It said Deng died at 9:08 p.m. China time (5:08 a.m. PST), and an announcement was issued to all Communist Party, government and military offices.

The news agency announced that President Jiang Zemin, who also is chief of the Communist Party, would head Deng’s funeral committee. The composition of the committee is significant in that it can identify who ultimately will assume the mantle of supreme leader.

The chain-smoking, bridge-playing Deng imported free-market reforms to Maoist China, a contradiction he disguised as “socialism with Chinese characteristics,” and produced the most dynamic economy in the communist world.

But he also left behind the enigma of a man who, despite lifelong battles to give Chinese socialism a more humane face, mobilized the army to smash a pro-democracy movement in the Tiananmen Square massacre on June 4, 1989.

It is unclear whether the sound of gunfire will forever echo louder than the applause for Deng’s “open door” policy, initiated in 1979, which converted Mao Tse-tung’s xenophobic and isolated China into an economic power. It also led to consumerism and materialism and relegated communism to the role of a dogma to which the Chinese pay only lip service today.

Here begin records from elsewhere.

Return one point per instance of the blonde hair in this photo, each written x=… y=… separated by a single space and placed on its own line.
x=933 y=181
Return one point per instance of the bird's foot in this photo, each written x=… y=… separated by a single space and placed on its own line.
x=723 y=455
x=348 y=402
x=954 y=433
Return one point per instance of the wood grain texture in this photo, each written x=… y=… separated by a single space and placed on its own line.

After he retired from his last official post in 1990, the “patriarch,” as Deng was often called, remained the eminence grise behind the ruling Politburo. His comments remained edicts. His will prevailed, and his mere existence held China together, even though he was incapacitated in his last years.

Apologists for Deng argue that his calling out the troops on Tiananmen Square saved China from the sort of turmoil and chaos that brought about and then followed the collapse of the Soviet Union. While old ethnic rivalries, new-style power struggles and a post-communist mafia made foreign investors pause en route to Russia, China enjoyed political stability and became an irresistible magnet for Western capital.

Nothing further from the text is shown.